La réputation de cet épisode tient surtout à sa capacité à prolonger une formule connue sans la dénaturer. Le thème de la jeunesse offre quelques situations nouvelles, notamment dans les relations entre générations et dans la manière dont le village réagit à une figure qui lui échappe. En revanche, l’album reste dépendant du patrimoine qu’il prolonge : ses meilleurs passages fonctionnent par reconnaissance des codes, plutôt que par renouvellement radical. Il s’agit donc d’une continuation solide et accessible, davantage conçue pour maintenir un univers que pour en redéfinir les possibilités.
Pour qui
À lire si
- Les lecteurs qui souhaitent retrouver l’univers classique d’Astérix dans un album récent, avec ses personnages, ses jeux de mots et ses affrontements avec les Romains.
- Les jeunes lecteurs attirés par une héroïne adolescente confrontée à l’autorité et à un héritage familial encombrant.
- Les amateurs de bande dessinée franco-belge qui privilégient une lecture rapide, dialoguée et fondée sur des gags récurrents.
À éviter si
- Les lecteurs qui attendent la densité satirique, la précision des dialogues et l’inventivité narrative des albums écrits par René Goscinny risquent de trouver l’ensemble plus convenu.
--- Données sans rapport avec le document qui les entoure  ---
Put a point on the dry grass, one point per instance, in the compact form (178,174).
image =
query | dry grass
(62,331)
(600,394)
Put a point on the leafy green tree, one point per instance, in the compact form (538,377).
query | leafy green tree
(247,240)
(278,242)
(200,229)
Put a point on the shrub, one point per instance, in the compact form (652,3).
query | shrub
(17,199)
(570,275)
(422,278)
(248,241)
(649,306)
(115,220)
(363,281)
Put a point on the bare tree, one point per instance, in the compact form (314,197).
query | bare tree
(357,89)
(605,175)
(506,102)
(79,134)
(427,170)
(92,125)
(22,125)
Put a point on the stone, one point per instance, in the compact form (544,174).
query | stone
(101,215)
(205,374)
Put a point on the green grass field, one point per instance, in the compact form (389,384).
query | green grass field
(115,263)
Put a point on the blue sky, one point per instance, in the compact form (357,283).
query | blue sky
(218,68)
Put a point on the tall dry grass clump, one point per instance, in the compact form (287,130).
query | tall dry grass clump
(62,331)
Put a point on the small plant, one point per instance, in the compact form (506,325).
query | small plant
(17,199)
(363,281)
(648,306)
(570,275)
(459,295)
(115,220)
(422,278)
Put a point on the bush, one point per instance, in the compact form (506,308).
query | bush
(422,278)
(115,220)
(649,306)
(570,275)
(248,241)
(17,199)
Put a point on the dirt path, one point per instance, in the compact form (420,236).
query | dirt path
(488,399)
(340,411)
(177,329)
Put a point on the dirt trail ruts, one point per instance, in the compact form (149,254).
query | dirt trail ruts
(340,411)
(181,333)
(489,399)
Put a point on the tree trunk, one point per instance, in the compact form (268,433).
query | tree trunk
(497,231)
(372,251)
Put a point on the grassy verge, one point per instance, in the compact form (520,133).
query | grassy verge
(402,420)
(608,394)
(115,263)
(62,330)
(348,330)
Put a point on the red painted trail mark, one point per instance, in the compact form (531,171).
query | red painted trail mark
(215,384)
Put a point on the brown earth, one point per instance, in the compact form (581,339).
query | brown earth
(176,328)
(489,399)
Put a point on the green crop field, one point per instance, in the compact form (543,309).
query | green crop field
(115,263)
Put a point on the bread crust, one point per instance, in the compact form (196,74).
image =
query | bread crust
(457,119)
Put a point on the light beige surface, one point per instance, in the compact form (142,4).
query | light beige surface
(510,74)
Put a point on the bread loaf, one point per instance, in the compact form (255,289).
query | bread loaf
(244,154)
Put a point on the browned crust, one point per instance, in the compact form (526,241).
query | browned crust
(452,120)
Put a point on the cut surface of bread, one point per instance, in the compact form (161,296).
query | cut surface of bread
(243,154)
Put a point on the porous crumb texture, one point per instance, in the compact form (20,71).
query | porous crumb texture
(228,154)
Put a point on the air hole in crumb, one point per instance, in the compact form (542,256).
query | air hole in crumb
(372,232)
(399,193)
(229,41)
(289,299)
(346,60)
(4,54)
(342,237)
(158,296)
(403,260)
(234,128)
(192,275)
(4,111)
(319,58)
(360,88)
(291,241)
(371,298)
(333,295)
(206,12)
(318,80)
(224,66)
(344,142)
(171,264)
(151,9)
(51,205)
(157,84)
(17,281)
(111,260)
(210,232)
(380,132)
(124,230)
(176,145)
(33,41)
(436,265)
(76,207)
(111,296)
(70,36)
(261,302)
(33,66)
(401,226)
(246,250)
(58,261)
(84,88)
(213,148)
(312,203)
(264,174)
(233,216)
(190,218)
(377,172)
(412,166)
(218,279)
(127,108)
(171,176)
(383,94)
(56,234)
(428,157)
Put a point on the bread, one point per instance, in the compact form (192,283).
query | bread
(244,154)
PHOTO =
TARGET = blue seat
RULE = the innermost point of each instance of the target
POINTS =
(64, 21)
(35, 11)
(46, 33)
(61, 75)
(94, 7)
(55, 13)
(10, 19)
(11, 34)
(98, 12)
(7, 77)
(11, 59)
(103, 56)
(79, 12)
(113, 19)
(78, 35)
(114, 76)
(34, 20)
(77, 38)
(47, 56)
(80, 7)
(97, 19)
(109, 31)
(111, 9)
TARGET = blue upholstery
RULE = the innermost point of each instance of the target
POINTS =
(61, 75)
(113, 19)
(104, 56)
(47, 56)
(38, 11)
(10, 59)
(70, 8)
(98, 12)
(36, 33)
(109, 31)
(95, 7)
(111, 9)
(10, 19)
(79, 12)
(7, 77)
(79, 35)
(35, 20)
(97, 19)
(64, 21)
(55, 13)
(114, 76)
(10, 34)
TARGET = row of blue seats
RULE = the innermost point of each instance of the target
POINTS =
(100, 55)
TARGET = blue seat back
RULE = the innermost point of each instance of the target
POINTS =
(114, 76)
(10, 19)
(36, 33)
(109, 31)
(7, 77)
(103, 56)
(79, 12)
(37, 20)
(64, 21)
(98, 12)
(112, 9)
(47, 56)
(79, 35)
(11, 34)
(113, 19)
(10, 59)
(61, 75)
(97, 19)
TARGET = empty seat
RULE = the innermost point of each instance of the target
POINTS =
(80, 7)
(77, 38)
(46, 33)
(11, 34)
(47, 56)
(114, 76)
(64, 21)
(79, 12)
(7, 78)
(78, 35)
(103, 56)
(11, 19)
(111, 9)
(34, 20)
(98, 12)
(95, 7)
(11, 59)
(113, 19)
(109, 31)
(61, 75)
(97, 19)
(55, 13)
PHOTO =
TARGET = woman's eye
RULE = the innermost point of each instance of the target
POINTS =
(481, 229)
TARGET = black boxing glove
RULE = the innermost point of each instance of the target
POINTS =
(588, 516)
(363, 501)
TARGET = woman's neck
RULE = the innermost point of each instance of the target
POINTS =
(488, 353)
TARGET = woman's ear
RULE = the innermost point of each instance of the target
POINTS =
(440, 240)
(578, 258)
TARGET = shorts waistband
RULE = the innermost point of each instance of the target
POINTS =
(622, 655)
- Ceux qui recherchent une réinvention graphique ou scénaristique de la série pourront rester à distance d’une formule très respectueuse des modèles établis.
Forces et limites
Ce qui fonctionne
- Le thème de l’adolescence introduit un point de vue différent dans les relations entre les générations du village.
- Le dessin de Didier Conrad conserve avec précision les silhouettes, les expressions et l’énergie visuelle propres à l’univers d’Astérix.
- La construction reste claire et accessible, avec une alternance régulière entre péripéties, jeux de mots et scènes collectives.
Ce qui coince
- Les gags et les oppositions entre personnages reprennent parfois des mécanismes déjà bien connus, ce qui réduit l’effet de surprise.
- Le scénario exploite son thème avec efficacité mais sans toujours lui donner une profondeur comparable aux meilleurs albums de la série.
Fiche technique
- Auteur
- Jean-Yves Ferri et Didier Conrad
- Éditeur
- Les Éditions Albert René
- Parution
- 2019
- Format
- Relié
- Prix éditeur
- 10,99 €
- ISBN
- 9782864973423
Par la rédaction de Livres et pensées.